自社のケースに当てはめて、なぜ未払い残業代が発生したのか原因を突き止め、改善策を講じましょう。
もちろん、既に発生している未払い残業代の支払いを済ませることが第一です。その上で、未払い残業代を生み出さない仕組みを会社に作ってください。
4-3 M&Aの売却額で対応する
- M&A完了までに未払い残業代の支払いが間に合わない
- 将来従業員から未払い残業代を請求されるかもしれない
このようなケースでは、買い手が将来支払うことになると予想される金額を、あらかじめ売却価格から差し引いてM&A交渉を進める方法もあります。
譲渡価格から未払い残業代分をマイナスしておくことで、直接ではないものの「売り手が支払ったこと」にするというわけです。
4-4 表明保証や特別補償で対応する
デューデリジェンス後に未払い残業代が発覚した場合、買い手の損失を避けるために表明保証条項を制定しておくことが有効です。

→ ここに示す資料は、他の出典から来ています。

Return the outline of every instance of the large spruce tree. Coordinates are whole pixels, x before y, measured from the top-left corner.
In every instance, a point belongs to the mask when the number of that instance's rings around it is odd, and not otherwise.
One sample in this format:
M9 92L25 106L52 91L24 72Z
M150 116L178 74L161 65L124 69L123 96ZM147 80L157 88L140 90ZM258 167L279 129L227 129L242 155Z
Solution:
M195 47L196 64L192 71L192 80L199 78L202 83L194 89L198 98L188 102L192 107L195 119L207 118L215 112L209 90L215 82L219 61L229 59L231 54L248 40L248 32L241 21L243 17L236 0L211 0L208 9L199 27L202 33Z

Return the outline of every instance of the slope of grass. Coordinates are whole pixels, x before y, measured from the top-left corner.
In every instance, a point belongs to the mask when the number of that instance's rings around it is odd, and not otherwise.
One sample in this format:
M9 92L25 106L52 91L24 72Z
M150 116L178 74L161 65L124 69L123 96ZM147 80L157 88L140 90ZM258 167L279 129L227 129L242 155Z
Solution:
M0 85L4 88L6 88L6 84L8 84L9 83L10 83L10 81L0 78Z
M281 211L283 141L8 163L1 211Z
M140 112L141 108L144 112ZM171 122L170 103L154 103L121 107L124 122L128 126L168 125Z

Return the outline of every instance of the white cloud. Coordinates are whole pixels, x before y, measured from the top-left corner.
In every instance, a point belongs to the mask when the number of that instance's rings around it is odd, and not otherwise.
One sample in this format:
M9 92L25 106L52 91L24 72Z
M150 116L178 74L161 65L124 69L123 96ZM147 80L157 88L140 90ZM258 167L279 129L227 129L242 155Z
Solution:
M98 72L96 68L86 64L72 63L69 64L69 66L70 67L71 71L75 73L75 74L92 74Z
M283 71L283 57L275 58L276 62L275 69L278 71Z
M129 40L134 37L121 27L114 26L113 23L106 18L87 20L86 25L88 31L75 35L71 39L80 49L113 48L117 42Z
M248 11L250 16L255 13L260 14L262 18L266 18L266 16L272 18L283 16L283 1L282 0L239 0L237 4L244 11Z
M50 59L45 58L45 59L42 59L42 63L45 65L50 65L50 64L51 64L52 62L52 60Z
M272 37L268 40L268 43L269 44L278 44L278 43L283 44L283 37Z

売り手が買い手に対して提示した内容に相違や虚偽がなく、潜在債務や偶発債務が存在しないことを表明し、表明した内容を保証するもの
つまり、売り手が買い手に対して「私たちは全ての情報を開示しています。開示した情報に嘘はありません」と宣言するようなイメージです。
表明保証違反が発生すると、買い手は売り手に対して損害賠償請求の実行が可能になります。
M&A後に未払い残業代が発覚することは表明保証違反に該当するため、損害賠償の支払いで買い手が被った損害を補うというわけです。
譲渡契約を締結する時点で問題を把握しているものの、解決に必要な金額の見積もりが困難なケースも存在します。
その場合は特別補償条項として、問題解決にかかった費用は売り手が負担する旨の取り決めを行います。
4-5 M&Aのスキームを変更して対応する
株式譲渡で進めていたM&A交渉を、事業譲渡に切り替える方法も効果的です。
譲渡対象を個別に決めて譲渡を実行するM&Aスキーム(手法)。負債を手元に残して事業のみの譲渡が可能
なるほど。未払い残業代を会社に残し、譲渡しても問題ない部分のみを譲渡するということですね。
その通りです。事業譲渡で得た譲渡益を、未払い残業代の支払いに充てることもできますよ。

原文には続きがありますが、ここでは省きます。